Desde entonces, la dejaron en paz. Incluso el perro de los Sánchez, que solía gruñirle, pasaba de largo como si no la viera.
Con las semanas, todos se acostumbraron. Pero tía Lola sabía que Lola no estaba del todo segura. Aunque se acercaba a ella, seguía siendo una callejera.
Pensó en llevársela a casa, pero la gata evitaba entrar, como si temiera los pisos. Algo terrible debió pasarle.
Tía Lola no la forzó, esperando que algún día se atreviera por sí misma.
Y así era: cada vez que su dueña cerraba la puerta, Lola la seguía en silencio, escuchando, sin alejarse demasiado
En febrero, durante una ventisca, Isabel se despertó aterrorizada: no podía respirar. Un dolor agudo le atravesaba el pecho, ni siquiera podía gritar. Todo a su alrededor parecía sumergirse en una niebla espesa
Fueron los maullidos desesperados de Lola los que alertaron a los vecinos. Arañaba la puerta con furia, destrozando el forro con sus garras.
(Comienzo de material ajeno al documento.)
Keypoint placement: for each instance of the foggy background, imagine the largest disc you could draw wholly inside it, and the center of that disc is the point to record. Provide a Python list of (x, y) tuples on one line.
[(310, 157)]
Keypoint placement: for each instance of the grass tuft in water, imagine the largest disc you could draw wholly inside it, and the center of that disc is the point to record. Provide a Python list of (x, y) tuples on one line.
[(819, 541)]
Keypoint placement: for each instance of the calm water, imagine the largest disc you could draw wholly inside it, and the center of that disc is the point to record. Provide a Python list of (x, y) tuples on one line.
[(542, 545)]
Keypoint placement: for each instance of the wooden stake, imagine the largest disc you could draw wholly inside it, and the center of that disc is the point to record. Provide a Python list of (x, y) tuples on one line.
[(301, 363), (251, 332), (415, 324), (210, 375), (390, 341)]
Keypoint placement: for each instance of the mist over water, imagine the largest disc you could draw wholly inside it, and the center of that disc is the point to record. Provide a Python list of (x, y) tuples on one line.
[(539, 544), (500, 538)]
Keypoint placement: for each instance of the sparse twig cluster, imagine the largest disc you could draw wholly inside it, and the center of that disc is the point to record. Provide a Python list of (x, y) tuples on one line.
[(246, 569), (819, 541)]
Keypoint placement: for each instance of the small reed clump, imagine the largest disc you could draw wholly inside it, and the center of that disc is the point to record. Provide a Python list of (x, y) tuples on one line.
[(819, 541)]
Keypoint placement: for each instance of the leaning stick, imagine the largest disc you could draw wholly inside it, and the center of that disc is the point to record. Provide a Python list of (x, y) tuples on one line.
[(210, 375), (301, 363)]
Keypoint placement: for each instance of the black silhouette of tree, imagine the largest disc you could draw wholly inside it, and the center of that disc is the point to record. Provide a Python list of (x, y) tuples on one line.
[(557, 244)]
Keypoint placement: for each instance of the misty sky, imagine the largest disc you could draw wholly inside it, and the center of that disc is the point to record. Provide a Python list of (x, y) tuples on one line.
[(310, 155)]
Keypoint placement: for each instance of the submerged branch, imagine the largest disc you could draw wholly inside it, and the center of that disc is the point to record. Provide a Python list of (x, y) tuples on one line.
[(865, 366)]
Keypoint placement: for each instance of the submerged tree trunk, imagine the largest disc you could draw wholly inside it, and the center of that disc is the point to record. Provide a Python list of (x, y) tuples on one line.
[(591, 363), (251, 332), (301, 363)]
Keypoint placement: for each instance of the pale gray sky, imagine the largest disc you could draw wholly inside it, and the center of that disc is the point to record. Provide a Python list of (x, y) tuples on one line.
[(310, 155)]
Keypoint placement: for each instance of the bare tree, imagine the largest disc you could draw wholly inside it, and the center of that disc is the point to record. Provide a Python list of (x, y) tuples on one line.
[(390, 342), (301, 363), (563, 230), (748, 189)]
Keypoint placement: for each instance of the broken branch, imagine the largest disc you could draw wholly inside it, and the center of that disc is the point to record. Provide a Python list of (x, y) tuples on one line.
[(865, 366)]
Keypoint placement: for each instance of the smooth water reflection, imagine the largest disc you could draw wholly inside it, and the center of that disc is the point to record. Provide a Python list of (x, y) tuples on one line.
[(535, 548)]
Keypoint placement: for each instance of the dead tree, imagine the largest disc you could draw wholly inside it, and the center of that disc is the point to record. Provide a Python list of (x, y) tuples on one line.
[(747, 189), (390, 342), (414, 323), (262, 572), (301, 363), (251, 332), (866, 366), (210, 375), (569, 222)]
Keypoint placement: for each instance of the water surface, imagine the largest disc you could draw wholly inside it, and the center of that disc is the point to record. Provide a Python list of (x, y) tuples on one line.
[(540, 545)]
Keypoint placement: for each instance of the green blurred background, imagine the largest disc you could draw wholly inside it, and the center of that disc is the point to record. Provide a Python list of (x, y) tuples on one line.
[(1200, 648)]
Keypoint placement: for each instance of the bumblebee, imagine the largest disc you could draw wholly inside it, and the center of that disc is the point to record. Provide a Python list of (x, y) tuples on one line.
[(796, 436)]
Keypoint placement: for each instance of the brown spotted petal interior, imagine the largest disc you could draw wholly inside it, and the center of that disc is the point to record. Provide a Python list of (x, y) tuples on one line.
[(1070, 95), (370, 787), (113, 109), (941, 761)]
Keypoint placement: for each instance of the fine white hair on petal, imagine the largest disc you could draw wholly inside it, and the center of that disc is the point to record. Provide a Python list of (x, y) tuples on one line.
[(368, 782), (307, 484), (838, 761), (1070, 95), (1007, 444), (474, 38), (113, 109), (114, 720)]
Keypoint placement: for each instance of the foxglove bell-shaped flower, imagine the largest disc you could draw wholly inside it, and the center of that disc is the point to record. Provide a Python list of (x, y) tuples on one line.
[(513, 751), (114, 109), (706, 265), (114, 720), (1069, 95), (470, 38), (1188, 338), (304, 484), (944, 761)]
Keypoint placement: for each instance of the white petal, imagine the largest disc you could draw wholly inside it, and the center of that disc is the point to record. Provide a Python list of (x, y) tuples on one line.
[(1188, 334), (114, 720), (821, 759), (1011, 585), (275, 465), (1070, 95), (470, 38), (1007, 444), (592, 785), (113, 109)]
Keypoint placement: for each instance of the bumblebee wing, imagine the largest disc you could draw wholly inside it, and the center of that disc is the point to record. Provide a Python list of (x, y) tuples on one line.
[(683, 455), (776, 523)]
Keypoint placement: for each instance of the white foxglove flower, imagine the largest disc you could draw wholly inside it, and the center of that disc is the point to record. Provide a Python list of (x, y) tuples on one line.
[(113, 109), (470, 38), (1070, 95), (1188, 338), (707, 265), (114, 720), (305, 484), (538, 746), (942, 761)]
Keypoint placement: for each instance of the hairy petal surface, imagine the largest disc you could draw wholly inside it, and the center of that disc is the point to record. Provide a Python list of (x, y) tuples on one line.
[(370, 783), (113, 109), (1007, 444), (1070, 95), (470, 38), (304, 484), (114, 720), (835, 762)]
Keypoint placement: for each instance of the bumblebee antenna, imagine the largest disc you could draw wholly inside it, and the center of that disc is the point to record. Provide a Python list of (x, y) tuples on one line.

Bajaron corriendo, llamaron, pero no hubo respuesta. Fue entonces cuando bajó la vecina del tercero:
Yo tengo llave. Lola y yo teníamos este acuerdo
Abrieron. Llamaron a una ambulancia. La gata no se movió: se quedó bajo la cama, maullando angustiada.
Isabel no tenía familia. Todos se los había llevado la guerra. Se había quedado sola
Pero los vecinos la visitaron en el hospital, llevándole pequeños regalos. Y ella solo repetía una cosa:
Cuidad de mi Lola. Dadle de comer, dejadla volver. Ella me salvó la vida
Tres semanas después, una mañana de marzo, tía Lola regresó a casa. La gata ya la esperaba en la puerta, como si lo supiera.
La anciana extendió los brazos:
Vamos a casa, Lola.
Y entraron juntas. Esa noche, por primera vez, Isabel la tomó en brazos. La gata ronroneó, acurrucándose contra su dueña.